Birds and small mammals eat the seeds.

Human Use

The wood is moderately heavy and hard, and of a creamy color. Principal uses for the wood are furniture, boxes, cabinetwork, and doors. The southern magnolia is commonly used as an ornamental tree in warm temperate and subtropical regions throughout the world as well as in many northern states. Florists use the dried leaves in arrangements.
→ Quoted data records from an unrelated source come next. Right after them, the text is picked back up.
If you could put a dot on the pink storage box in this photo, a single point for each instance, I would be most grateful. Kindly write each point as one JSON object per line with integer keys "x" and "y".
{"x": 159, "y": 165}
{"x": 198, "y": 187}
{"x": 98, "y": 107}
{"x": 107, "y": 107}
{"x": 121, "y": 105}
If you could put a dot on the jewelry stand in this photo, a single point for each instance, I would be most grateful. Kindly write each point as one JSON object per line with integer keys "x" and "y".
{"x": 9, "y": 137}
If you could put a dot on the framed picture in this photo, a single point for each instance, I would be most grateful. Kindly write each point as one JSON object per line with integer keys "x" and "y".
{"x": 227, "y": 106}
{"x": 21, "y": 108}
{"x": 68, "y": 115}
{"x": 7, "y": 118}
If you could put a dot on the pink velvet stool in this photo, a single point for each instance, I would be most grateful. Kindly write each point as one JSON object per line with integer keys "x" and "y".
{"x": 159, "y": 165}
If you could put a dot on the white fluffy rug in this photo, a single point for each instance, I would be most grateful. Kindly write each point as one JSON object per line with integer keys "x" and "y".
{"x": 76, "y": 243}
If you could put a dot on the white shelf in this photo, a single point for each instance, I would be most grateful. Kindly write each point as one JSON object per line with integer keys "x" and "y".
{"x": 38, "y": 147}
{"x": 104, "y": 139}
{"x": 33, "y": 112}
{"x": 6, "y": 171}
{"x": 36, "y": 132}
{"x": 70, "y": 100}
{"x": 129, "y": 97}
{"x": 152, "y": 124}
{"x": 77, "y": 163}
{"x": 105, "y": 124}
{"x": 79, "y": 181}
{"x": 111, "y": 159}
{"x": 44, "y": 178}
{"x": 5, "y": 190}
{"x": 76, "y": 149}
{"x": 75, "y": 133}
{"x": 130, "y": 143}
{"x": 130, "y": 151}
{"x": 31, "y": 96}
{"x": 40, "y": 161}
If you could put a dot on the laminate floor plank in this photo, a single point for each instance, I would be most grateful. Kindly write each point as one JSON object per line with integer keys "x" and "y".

Identifying Characteristics

Size/Form: The southern magnolia is a moderately large tree that reaches 60' to 90' in height. It is characterized as being one of the most beautiful native trees. The crown is conical and symmetrical in shape.
Leaves: The large, persistent leaves are alternately arranged and are 5" to 8" in length. The leaves appear to be oblong and slightly turned under at the edges. Each thick leaf is a shiny dark green above with fine rust colored hairs below.
Bark: The bark on the young southern magnolia is dark gray and smooth but becomes furrowed and scaly as the tree matures.
Flowers: The large fragrant flowers are white and bloom in late spring and summer.
Fruit: The fruit is an aggregate of hairy tan to dull orange-red follicles. They mature in early autumn and the bright red seeds hang out of each follicle for a short time before falling to the ground.
Similar Trees on the Florida 4-H Forest Ecology Contest List:
  • Redbay also has alternate leaves with smooth margins.